Abstract

In September 1793, the French Atlantic fleet mutinied in Quiberon Bay and the sailors demanded to return to Brest in defiance of government orders and their admiral’s authority. Beyond interpretations which emphasize a counter-revolutionary conspiracy or the collapse of discipline, the Quiberon mutiny illustrates a fundamental characteristic of the political situation throughout France. The inherent ambiguity of popular sovereignty created confusion and conflict over the location of legitimate revolutionary authority: was national authority to be identified with executive power and its agents, or was the Will of the Sovereign People to be expressed in the decisions of local administrations or even the direct democracy of sailors? Jeanbon Saint-André and the Committee of Public Safety were justified in linking naval disorder to Brest’s participation in the “Federalist Revolt” against the Convention in the spring and summer of 1793. Yet just as the Revolt is no longer interpreted as a direct reflection of the parliamentary conflict, neither should the navy be seen as divided clearly between partisans of the Montagnards and the “Girondins.” In Brest, as elsewhere, moderate republicans rebelled against revolutionary extremism and justified their resistance as more legitimate than the rule of the purged Convention.
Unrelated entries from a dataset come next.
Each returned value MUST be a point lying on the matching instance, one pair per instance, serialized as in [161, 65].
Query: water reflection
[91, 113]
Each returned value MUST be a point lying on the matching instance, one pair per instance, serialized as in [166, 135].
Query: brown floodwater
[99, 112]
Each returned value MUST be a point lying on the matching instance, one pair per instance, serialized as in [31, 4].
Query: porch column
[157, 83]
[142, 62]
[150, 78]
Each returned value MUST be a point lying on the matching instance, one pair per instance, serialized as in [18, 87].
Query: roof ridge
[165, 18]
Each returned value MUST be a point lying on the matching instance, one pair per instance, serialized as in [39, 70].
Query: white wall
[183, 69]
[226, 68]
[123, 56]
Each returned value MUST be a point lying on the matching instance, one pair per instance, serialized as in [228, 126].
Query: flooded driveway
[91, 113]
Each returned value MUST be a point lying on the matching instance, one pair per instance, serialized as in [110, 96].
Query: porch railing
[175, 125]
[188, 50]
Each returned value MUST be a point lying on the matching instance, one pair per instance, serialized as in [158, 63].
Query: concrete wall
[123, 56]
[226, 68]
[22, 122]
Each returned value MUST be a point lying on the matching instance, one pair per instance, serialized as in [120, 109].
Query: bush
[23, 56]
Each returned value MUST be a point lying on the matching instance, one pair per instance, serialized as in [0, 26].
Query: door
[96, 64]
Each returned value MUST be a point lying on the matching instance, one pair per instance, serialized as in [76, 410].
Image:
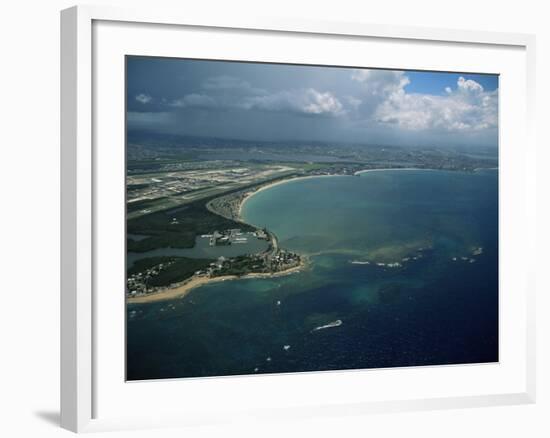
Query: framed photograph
[288, 218]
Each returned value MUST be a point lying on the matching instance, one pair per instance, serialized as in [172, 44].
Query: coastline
[182, 289]
[285, 181]
[187, 286]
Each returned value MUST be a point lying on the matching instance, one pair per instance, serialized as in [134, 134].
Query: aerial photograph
[285, 218]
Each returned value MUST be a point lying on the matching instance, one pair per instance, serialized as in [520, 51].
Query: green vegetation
[177, 227]
[241, 265]
[177, 269]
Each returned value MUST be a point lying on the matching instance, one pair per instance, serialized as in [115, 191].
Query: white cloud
[305, 101]
[381, 83]
[468, 107]
[144, 98]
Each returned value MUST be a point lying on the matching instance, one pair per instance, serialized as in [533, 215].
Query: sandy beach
[183, 289]
[284, 181]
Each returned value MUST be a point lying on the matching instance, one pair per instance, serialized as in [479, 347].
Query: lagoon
[436, 304]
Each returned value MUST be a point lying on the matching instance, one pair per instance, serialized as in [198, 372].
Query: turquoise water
[437, 304]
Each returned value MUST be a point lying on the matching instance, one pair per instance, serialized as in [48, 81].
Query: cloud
[194, 100]
[467, 108]
[381, 83]
[144, 98]
[306, 101]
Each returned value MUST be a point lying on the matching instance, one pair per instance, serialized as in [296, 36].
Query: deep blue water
[431, 310]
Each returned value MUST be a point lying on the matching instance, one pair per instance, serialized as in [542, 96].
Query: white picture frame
[83, 370]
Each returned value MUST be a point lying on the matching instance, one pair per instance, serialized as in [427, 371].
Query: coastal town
[273, 261]
[173, 202]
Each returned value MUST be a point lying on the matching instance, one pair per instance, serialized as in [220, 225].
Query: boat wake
[336, 323]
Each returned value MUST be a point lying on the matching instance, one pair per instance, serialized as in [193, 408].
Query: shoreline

The fleet was also torn between political moderates and radical revolutionaries, but the more fundamental cause of the mutiny concerned division over the location of national authority. When the Nation’s Will ceased to be equated with the authority of agents of executive power, the commanding officers, mutiny became unavoidable. The mutiny of the Brest fleet was thus a microcosm of the larger political struggle in 1793 over whether the government of the state should be acknowledged as the only legitimate expression of popular sovereignty.